4. The information processing apparatus according to claim 2, wherein the outputting unit outputs the element selected by the selecting unit, and does not output other elements contained in the web page that is based on the first structured document acquired by the first acquiring unit.

5. The information processing apparatus according to claim 1, further comprising a changing unit configured to, in response to an instruction by a user, change the element to be output from the element selected by the selecting unit to another element in the web page that is based on the first structured document acquired by the first acquiring unit.

6. The information processing apparatus according to claim 2, wherein the outputting unit prints an image corresponding to the element selected by the selecting unit on a printing apparatus.

7. The information processing apparatus according to claim 6, wherein the outputting unit acquires a print setting indicating a setting for performing printing on the printing apparatus, determines a layout of the element selected by the selecting unit based on the print setting, and prints on the printing apparatus an image on which the element is placed in accordance with the layout.

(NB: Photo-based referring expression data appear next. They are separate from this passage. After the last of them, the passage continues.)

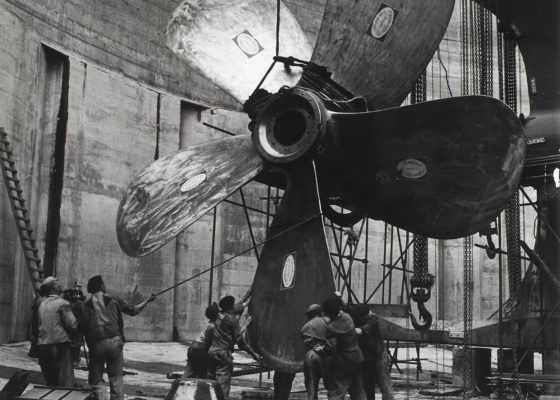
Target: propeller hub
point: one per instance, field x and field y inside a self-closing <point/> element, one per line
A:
<point x="290" y="127"/>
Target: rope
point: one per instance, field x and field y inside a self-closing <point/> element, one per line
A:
<point x="240" y="254"/>
<point x="278" y="27"/>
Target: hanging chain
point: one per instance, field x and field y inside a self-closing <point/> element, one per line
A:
<point x="421" y="282"/>
<point x="507" y="62"/>
<point x="465" y="71"/>
<point x="467" y="316"/>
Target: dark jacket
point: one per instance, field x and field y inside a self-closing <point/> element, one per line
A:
<point x="96" y="327"/>
<point x="343" y="344"/>
<point x="370" y="341"/>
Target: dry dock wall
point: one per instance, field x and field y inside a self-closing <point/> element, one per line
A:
<point x="127" y="100"/>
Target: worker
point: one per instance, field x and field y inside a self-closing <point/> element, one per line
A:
<point x="76" y="298"/>
<point x="226" y="334"/>
<point x="197" y="361"/>
<point x="282" y="382"/>
<point x="34" y="332"/>
<point x="56" y="323"/>
<point x="103" y="328"/>
<point x="314" y="337"/>
<point x="371" y="343"/>
<point x="345" y="360"/>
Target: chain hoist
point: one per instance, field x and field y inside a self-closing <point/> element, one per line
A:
<point x="421" y="282"/>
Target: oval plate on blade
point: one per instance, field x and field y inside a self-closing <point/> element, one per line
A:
<point x="176" y="190"/>
<point x="233" y="43"/>
<point x="378" y="48"/>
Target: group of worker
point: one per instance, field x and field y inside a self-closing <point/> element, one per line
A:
<point x="343" y="344"/>
<point x="210" y="355"/>
<point x="62" y="324"/>
<point x="344" y="348"/>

8. The information processing apparatus according to claim 1, wherein the selecting unit selects an element to be output, by determining whether to set an element contained in the first structured document as an output target, based on at least one of a text content indicated by the element and an area size corresponding to the element, in the web site that is based on the first structured document acquired by the first acquiring unit.

9. The information processing apparatus according to claim 1, wherein the selecting unit selects an element to be output, from at least one of an element contained in the first structured document acquired by the first acquiring unit and an element contained in the second structured document acquired by the second acquiring unit.

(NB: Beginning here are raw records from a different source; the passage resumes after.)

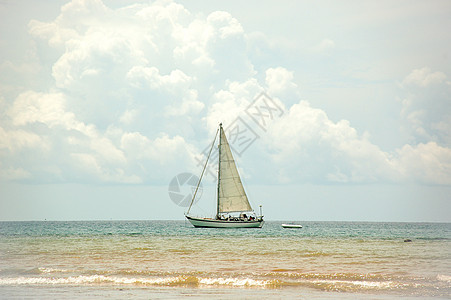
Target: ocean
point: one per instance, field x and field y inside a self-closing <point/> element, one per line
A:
<point x="172" y="260"/>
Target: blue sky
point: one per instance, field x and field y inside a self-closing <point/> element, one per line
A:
<point x="103" y="103"/>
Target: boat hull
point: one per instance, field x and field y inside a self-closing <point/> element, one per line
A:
<point x="213" y="223"/>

10. An information processing method comprising:

a first acquiring step of acquiring a first structured document, the first structured document containing a plurality of elements and having designated a second structured document to be inserted into a frame within a web page that is based on the first structured document;

a second acquiring step of acquiring the second structured document designated in the first structured document acquired in the first acquiring step; and

a selecting step of selecting an element to be output, from the elements contained in the first structured document and the second structured document, based on the plurality of elements contained in the first structured document acquired in the first acquiring step and an element contained in the second structured document acquired in the second acquiring step.

11. A computer-readable storage medium storing a program for causing a computer to execute:

acquiring a first structured document, the first structured document containing a plurality of elements and having designated a second structured document to be inserted into a frame within a web page that is based on the first structured document;

acquiring the second structured document designated in the acquired first structured document; and

selecting an element to be output, from the elements contained in the acquired first structured document and the acquired second structured document, based on the plurality of elements contained in the acquired first structured document and an element contained in the acquired second structured document.